Prefixing priority labels as priority:high rather than just high avoids collisions with existing labels in repos that already use high for something else. I've hit that issue on projects that pre-date any labeling convention.

Run It Against a Real Repo

def main() -> None:
    parser = argparse.ArgumentParser(description="AI-powered GitHub issue triage")
    parser.add_argument("--repo", default=os.getenv("GITHUB_REPO"))
    parser.add_argument("--dry-run", action="store_true", help="Print classifications, don't write labels")
    args = parser.parse_args()

    token = os.getenv("GITHUB_TOKEN")
    if not args.repo or not token:
        raise ValueError("Set GITHUB_REPO and GITHUB_TOKEN in .env or environment")

    from github import Github
    g = Github(token)
    repo = g.get_repo(args.repo)
    issues = get_open_issues(args.repo, token)

    print(f"Found {len(issues)} open issues in {args.repo}")

    for issue in issues:
        print(f"\n#{issue.number}: {issue.title[:70]}")
        result = classify_issue(issue.title, issue.body or "")

        if not result:
            print("  [skipped] classification failed")
            continue

        issue_type = result.get("type", "unknown")
        priority = result.get("priority", "unknown")
        confidence = result.get("confidence", 0.0)
        reasoning = result.get("reasoning", "")

        print(f"  type={issue_type}  priority={priority}  confidence={confidence:.2f}")
        print(f"  reasoning: {reasoning}")

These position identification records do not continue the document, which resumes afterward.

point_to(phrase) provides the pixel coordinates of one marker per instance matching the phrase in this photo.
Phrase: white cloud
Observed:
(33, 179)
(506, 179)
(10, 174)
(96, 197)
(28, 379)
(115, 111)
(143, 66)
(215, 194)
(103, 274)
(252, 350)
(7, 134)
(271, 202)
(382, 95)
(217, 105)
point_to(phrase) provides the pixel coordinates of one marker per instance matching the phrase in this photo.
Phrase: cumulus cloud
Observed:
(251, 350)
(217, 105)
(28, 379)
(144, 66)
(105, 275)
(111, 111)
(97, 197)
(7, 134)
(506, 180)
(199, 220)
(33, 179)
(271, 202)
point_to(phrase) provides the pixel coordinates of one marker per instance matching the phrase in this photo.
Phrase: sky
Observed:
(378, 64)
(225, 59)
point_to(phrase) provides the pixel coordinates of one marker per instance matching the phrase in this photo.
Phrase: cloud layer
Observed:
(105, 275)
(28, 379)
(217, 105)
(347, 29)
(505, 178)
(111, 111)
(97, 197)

        if not args.dry_run:
            apply_labels(issue, result, repo)
            print("  labels applied")

        # Respect GitHub's secondary rate limits on write operations
        time.sleep(0.5)

if __name__ == "__main__":
    main()

Dry-run first. Always.

python triage.py --repo owner/repo --dry-run

Once you're happy with how Claude is classifying, remove the flag:

python triage.py --repo owner/repo

The 0.5-second sleep between issues isn't about the Anthropic rate limit — it's about GitHub's secondary rate limits, which trigger on rapid label writes. GitHub doesn't tell you you're close; it just returns 403 errors.

What You're Actually Signing Up For

The prompt makes triage look like a solved problem. In practice, the same issue can read as a bug or a feature depending on how the author wrote it. "The delete button should ask for confirmation before removing records" — is that a missing feature or a bug in UX? Claude will pick one, and the confidence score won't tell you it was a borderline call. When the issue body is four words ("login page is broken"), the classifier is guessing.

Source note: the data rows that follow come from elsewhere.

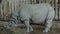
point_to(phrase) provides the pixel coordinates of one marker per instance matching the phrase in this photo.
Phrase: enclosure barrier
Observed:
(9, 6)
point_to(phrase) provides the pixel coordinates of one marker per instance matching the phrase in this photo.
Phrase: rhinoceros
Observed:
(38, 13)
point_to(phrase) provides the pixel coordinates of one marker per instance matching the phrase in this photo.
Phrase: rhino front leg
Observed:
(48, 26)
(27, 25)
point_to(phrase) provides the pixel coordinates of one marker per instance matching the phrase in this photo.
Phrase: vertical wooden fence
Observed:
(9, 6)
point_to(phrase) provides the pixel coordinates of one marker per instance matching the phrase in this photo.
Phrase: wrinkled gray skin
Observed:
(37, 12)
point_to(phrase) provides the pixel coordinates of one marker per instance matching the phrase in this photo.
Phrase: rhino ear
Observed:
(0, 1)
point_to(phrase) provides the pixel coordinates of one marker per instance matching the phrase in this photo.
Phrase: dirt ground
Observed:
(37, 29)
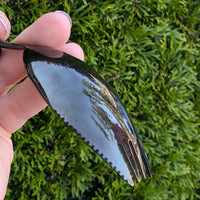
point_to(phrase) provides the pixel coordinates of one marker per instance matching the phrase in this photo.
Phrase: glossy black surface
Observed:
(85, 103)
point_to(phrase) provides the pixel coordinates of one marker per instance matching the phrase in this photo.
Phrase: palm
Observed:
(24, 101)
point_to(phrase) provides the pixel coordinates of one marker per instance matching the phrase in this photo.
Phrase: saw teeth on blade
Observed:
(92, 146)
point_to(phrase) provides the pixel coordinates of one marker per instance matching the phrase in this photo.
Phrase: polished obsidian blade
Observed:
(87, 105)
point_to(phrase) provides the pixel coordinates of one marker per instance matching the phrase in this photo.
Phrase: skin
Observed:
(24, 101)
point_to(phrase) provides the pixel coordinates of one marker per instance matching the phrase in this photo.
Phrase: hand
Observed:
(24, 101)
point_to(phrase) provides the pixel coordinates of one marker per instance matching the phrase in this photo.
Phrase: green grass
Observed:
(148, 50)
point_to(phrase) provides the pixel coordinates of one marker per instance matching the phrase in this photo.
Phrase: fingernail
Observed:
(3, 22)
(64, 13)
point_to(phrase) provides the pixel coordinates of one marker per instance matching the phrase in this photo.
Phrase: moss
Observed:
(148, 50)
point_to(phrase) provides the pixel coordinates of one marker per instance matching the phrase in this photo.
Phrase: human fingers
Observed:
(4, 27)
(6, 156)
(24, 101)
(51, 30)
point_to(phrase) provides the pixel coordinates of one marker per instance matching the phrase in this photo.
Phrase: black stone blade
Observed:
(87, 105)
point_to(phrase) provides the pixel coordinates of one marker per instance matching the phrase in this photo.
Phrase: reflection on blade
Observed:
(83, 101)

Labels drift faster than you'd expect. Run this on 300 issues today, and six months from now someone redefines what "critical" means on your team. Now the old labels are wrong and the only fix is another classification pass. That's not a disaster, but it is ongoing work the tutorial doesn't mention.

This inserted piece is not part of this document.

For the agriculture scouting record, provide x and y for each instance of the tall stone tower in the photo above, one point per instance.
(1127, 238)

I'd still use this over manual triage. The alternative is a dev spending two hours sorting through stale issues on a quarterly basis, and that dev is usually not thinking carefully about priority either. The script just makes the imprecision faster and more consistent. Whether "consistent imprecision" is better than "inconsistent imprecision with human context" is the part I'm genuinely not sure about.